Ghassan Zaqtan
Born near Bethlehem, Palestinian poet, novelist, and editor Ghassan Zaqtan has lived in Jordan, Syria, Lebanon, and Tunisia. A poet who writes primarily in Arabic, Zaqtan is the author of numerous collections of poetry, including The Silence That Remains: Selected Poems (2017) and Like a Straw Bird It Follows Me (2012), both translated by Fady Joudah; Ordering Descriptions: Selected Poems (1998); and Early Morning (1980). Like a Straw Bird It Follows Me won the 2013 Griffin Poetry Prize.
Zaqtan is also the author of the novels Old Carriage with Curtains (2011) and Describing the Past (1995), among others, and the play The Narrow Sea, which was honored at the 1994 Cairo Festival.

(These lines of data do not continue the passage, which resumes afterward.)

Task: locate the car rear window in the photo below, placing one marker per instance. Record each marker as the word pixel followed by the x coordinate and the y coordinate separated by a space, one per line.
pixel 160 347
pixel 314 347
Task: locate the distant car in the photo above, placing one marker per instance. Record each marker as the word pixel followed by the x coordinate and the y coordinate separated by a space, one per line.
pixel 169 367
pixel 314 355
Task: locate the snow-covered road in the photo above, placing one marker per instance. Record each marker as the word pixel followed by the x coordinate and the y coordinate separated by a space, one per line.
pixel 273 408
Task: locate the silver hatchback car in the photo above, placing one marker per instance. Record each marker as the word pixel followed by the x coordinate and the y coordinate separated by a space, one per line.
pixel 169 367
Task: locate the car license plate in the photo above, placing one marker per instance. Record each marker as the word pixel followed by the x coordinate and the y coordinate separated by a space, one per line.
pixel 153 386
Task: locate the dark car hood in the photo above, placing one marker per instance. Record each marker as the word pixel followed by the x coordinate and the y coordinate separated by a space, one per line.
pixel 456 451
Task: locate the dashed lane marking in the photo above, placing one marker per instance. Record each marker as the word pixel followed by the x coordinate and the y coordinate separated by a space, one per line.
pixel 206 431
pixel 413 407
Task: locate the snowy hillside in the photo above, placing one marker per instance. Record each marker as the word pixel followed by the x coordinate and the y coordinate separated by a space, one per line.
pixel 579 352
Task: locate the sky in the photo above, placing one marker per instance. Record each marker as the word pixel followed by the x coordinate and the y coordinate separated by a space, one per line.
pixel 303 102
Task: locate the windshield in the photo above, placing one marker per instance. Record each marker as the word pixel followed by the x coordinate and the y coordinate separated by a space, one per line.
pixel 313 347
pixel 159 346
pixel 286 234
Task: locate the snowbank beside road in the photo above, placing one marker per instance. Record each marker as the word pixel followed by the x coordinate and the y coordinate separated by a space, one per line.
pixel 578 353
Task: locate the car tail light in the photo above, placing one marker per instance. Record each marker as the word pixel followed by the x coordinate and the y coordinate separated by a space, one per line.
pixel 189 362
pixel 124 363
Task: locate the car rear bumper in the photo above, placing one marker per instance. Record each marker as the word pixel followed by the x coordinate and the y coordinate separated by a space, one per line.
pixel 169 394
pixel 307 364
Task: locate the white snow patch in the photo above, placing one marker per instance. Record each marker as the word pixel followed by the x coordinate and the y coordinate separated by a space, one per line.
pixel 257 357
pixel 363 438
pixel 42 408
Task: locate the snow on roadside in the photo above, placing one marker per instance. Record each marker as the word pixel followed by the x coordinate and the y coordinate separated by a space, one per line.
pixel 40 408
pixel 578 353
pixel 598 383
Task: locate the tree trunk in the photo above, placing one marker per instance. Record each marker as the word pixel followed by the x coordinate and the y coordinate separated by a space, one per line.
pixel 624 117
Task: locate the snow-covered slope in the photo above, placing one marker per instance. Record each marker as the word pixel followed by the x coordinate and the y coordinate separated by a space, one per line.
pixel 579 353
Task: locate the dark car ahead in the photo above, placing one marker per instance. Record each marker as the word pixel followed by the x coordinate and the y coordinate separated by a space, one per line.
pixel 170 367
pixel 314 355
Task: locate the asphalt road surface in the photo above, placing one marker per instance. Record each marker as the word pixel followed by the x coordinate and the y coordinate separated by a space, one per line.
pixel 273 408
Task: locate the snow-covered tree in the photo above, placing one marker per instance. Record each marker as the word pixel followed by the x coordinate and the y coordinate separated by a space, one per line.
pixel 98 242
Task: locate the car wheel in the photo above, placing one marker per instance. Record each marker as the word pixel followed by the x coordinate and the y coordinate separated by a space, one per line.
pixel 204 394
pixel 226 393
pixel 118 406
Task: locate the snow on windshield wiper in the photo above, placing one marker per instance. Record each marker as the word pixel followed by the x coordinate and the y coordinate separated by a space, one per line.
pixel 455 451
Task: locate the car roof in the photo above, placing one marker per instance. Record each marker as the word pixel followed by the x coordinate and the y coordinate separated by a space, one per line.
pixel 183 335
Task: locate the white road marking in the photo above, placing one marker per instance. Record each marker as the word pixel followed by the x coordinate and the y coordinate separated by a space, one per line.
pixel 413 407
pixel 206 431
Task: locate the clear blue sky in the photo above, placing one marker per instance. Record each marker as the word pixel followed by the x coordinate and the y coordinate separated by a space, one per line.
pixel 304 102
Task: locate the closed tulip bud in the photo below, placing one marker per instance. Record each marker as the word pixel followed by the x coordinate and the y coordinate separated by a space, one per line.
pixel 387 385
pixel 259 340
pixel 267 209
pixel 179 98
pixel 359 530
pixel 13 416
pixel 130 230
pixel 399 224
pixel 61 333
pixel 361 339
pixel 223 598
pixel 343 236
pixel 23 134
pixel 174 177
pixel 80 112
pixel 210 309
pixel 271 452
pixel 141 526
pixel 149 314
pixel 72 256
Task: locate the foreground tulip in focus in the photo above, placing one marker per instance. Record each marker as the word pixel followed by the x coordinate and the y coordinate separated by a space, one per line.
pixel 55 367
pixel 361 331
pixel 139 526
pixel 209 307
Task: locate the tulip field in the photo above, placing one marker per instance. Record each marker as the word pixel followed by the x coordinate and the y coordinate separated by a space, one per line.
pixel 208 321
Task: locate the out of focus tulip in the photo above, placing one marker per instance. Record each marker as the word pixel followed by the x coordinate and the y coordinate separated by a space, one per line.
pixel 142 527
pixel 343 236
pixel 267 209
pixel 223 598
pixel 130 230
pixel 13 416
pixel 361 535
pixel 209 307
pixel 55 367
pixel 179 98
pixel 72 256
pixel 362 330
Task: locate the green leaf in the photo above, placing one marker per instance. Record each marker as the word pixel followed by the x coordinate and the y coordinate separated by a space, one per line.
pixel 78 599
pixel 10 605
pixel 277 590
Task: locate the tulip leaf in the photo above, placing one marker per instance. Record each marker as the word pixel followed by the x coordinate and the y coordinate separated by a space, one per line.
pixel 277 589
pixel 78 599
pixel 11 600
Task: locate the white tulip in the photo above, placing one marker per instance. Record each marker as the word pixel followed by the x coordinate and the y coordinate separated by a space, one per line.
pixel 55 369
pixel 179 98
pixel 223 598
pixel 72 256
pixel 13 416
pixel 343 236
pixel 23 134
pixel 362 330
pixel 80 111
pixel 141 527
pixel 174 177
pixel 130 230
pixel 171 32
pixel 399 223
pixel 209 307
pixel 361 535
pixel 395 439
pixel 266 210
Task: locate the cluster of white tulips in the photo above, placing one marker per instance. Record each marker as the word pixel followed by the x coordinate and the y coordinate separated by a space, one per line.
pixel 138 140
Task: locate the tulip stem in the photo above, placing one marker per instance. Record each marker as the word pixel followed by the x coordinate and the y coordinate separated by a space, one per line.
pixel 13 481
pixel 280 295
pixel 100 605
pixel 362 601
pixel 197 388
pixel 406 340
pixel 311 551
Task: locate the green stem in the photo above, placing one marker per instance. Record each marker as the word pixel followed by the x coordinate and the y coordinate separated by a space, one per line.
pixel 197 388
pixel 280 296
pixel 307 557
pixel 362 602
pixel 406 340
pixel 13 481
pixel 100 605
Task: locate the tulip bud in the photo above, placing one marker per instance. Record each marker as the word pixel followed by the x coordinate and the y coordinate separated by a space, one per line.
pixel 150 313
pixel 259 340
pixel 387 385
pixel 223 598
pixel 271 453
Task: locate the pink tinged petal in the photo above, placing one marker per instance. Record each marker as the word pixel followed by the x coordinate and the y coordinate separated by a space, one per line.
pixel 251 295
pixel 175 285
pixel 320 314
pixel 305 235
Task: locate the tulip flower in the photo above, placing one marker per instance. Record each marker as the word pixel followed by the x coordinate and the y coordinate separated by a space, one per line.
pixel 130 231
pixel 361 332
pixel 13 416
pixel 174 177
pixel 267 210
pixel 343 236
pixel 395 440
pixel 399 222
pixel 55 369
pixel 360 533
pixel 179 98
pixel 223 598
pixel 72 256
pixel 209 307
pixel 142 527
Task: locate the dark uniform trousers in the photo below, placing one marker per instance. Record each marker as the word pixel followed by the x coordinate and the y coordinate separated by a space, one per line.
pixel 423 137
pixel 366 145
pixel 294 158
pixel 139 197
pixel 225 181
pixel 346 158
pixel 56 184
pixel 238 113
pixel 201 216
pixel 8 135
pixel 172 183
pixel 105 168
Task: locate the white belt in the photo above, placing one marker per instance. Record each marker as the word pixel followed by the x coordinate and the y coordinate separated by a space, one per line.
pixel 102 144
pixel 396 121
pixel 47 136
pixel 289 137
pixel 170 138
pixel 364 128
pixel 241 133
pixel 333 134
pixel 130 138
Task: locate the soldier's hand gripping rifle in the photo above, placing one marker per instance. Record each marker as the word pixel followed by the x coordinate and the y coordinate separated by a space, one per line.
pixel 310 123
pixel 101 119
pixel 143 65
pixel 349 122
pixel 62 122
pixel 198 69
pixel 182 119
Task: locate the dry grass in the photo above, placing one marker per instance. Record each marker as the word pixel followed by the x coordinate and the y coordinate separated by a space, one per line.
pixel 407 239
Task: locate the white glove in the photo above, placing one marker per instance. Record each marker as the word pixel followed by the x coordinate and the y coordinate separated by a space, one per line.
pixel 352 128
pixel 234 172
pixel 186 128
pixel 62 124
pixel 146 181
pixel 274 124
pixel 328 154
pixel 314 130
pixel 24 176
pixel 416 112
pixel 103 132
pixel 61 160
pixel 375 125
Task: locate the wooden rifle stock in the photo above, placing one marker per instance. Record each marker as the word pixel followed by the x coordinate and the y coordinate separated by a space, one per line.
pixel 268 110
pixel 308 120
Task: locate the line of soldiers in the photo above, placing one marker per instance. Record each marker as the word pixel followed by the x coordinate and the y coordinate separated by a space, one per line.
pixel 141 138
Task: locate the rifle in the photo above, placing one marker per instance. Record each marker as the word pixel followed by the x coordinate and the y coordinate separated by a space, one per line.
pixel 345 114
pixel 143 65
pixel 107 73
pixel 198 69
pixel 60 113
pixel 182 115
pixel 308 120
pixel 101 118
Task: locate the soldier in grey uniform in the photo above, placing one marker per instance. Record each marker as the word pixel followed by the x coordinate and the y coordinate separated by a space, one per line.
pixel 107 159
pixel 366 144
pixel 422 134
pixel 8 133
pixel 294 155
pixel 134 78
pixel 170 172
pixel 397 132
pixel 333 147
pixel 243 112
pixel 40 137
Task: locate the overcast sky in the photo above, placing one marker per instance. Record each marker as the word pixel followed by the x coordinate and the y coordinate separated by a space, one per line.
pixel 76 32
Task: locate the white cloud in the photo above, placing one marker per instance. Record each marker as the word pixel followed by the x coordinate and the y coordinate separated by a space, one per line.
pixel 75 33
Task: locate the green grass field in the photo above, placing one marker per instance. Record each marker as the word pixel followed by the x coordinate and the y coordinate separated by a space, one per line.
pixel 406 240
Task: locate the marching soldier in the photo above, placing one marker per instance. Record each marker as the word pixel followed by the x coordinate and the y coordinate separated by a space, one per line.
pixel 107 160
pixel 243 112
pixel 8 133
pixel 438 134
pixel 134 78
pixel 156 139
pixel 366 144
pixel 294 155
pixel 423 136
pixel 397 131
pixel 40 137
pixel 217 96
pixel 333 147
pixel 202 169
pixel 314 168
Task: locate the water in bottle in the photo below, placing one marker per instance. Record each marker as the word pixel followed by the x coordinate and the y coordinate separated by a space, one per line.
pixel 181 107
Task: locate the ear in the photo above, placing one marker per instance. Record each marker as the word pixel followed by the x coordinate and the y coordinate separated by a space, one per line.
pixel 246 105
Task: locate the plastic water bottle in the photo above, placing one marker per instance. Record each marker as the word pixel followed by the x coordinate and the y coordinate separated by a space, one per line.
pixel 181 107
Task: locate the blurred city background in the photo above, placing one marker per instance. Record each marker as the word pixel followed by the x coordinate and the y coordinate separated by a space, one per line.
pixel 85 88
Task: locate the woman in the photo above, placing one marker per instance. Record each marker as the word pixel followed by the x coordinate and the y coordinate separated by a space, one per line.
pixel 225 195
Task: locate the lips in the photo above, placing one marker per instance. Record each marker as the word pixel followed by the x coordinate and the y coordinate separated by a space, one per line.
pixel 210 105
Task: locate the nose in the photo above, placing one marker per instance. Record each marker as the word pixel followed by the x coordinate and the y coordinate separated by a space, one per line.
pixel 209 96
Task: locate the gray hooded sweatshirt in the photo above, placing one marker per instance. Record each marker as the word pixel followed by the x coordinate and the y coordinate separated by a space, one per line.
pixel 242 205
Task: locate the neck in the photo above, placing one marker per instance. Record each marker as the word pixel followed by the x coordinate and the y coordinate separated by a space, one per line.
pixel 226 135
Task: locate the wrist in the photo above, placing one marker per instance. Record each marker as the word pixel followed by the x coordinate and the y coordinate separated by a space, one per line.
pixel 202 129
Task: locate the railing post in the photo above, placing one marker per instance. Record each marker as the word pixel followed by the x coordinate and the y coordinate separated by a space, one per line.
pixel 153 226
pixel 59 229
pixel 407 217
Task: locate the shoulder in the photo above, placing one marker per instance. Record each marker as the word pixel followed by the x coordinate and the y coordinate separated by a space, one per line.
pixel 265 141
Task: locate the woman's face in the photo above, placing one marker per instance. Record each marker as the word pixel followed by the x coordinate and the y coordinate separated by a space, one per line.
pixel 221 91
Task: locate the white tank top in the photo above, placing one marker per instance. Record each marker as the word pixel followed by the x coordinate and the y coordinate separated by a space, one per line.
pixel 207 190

He uses personal memory as a form of political and social activism. Speaking through a translator in an interview with PBS’s Jeffrey Brown, Zaqtan addressed the significance of memory in his work, noting, “For this uncertain place, for uncertain life, which we have in this area, we have to protect our personal history. A complete people has lost its future, has lost the location, has lost its place. And, obviously, poetry is one of the most expressive forms in order to reach the people. This is why the poets were the first to remind these people of their identity.” Describing Zaqtan as “a lyricist with strong narrative impulse,” Joudah said of his work, “In his poems he sketches or carves psychological portraits that surpass the finalities and categories of consumed or consumerist analysis.”
A supporter of the Palestinian resistance movement, Zaqtan has edited the Palestine Liberation Organization’s literary magazine, Bayader, as well as the poetry journal Al-Soua’ra and the literary page of the Ramallah newspaper Al-Ayyam. Founding director of the House of Poetry in the West Bank city of Ramallah, Zaqtan has also served as director general of the Palestinian Ministry of Culture’s Literature and Publishing Department. He lives in Ramallah.